So, I don't know exactly why I feel the need to confess this, but I think there might be other people who feel like I did/do, so I wanted to put it out there.

My cousin had Cystic fibrosis, and passed away from complications following a heart/double lung transplant several years ago. I watched her struggle for her entire life from the breathing difficulties, tiredness and constant illness that pulmonary CF brings.

I am an RN, and I work in NICU. Between my education, and my family experience, I am more than aware of what having a CF child entails.

When it came time to TTC, me and DH discussed it and decided not to pre-screen for our CF genetic status. We did to the first trimester screening (ultrasound and bloodwork), but that doesn't indicate CF status.

I was a little stressed waiting for the metabolic screen results, which were not indicative of CF once Sawyer was born.

We decided that regardless of how our genes lined up, we would want to try to conceive our baby naturally, and we wouldn't change our family plans.
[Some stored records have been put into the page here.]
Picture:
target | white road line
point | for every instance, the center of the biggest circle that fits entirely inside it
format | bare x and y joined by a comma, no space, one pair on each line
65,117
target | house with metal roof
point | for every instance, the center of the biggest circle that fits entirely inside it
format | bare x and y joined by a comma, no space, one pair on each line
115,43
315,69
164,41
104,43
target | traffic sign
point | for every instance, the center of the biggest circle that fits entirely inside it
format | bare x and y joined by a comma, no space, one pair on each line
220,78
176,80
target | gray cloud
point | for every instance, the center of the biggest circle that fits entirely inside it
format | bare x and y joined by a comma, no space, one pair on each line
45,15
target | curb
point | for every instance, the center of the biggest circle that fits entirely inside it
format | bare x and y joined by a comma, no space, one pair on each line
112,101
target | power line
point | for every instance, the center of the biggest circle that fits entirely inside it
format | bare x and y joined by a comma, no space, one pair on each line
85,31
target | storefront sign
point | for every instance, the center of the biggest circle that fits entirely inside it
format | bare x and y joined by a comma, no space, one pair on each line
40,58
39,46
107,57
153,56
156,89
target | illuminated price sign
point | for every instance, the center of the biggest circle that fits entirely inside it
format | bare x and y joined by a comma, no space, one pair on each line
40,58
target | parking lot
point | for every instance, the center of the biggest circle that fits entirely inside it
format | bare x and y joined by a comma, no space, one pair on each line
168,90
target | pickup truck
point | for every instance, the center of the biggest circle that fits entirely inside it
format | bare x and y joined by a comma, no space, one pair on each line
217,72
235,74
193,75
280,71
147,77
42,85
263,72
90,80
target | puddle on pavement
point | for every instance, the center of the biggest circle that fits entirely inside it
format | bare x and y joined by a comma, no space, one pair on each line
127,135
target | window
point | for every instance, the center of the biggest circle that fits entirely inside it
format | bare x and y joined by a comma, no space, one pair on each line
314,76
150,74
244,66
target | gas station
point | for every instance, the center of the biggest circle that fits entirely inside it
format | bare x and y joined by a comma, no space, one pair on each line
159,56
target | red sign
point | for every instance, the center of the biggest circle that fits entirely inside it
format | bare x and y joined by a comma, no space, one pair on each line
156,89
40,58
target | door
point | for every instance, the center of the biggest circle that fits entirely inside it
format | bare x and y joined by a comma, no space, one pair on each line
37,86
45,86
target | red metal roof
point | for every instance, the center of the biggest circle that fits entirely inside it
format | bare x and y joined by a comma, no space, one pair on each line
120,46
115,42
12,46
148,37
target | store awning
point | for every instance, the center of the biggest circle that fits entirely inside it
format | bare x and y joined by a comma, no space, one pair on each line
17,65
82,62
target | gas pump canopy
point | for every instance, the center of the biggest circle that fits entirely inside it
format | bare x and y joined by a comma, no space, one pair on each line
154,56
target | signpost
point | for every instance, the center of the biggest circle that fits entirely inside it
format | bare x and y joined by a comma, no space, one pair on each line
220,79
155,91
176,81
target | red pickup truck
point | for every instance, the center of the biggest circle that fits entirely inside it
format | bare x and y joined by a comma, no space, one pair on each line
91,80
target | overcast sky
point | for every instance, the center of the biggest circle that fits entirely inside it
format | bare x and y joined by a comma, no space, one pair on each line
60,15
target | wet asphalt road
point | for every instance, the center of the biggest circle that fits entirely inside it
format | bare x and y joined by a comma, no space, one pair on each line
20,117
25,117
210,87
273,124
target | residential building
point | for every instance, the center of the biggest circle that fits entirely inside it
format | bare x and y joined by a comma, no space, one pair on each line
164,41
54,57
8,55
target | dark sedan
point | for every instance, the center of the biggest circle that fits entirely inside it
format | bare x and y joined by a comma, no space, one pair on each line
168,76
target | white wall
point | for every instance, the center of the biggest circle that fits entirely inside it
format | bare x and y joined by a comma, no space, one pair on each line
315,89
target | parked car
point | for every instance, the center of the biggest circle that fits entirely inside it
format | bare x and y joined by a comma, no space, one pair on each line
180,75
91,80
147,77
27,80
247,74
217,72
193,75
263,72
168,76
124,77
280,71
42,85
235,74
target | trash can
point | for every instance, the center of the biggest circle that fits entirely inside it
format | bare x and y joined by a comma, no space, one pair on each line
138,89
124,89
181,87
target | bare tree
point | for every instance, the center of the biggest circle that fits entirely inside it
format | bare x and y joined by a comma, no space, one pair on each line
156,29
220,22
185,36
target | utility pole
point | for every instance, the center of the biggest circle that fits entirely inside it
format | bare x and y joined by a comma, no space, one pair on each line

We thought that in our case not knowing was better, because we would love our baby once it was born regardless of wether or not they had CF. We thought that had we found out we were both carriers, it would be extremely stressful on our relationship, and lead to more stress during pregnancy.

I can honestly say that I think we made the best choice.

I hope that this helps someone else who might be making the decision to do genetic screening pre TTC.